Alzheimer's disease (AD) is characterized by cerebrovascular deposition of the amyloid P-peptide (Abeta), which is derived from a larger beta-amyloid precursor protein (betaAPP). Altered metabolism of betaAPP, resulting in increased Abeta production, appears central in the neuropathology of AD. The processing of the holoprotein betaAPP by different "secretase" enzymes results in three major carboxyl-truncated species. One species, which results from the cleavage of betaAPP by gamma-secretase, is secreted into the cerebrospinal fluid (CSF) and is called sAPPgamma as it contains an intact Abeta domain.

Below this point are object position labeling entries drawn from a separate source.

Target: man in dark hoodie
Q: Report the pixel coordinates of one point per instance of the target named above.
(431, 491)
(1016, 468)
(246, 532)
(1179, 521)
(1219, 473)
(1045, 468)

Moreover, AD is characterized by cholinergic dysfunction and the loss of synaptic proteins. Reports of an inverse relation between nicotine intake, due to cigarette smoking, and the incidence of AD prompted us to investigate the effects of nicotine on betaAPP processing and synaptic proteins in rats and in cell culture. Nicotine, 1 and 8 mg/kg/day, doses commensurate with cigarette smoking, and a higher but well tolerated dose, respectively, was administered over 14 days to rats. Levels of sAPP in the CSF sample were evaluated by Western blot analysis. The higher dose significantly increased levels of total sAPP; however, both doses significantly reduced sAPPgamma, which contains the amyloidogenic portion of Abeta. These actions were blocked by nicotinic receptor antagonism. Nicotinic antagonists alone had no effect on either total sAPP or sAPPgamma levels in CSF. Nicotine did not significantly change the intracellular levels of total betaAPP in rat brain extracts, which is consistent with neuronal cell culture data. Similarly, levels of vesicular protein, such as synaptophysin, and presynaptic terminal protein sNAP-25 were unaffected by nicotine treatment both in vivo and in cell culture experiments. Taken together, these results suggest that nicotine modifies betaAPP processing away from the formation of potentially amyloidogenic products, without altering the levels of synaptic proteins, and that this can potentially offer therapeutic potential for Alzheimer's disease.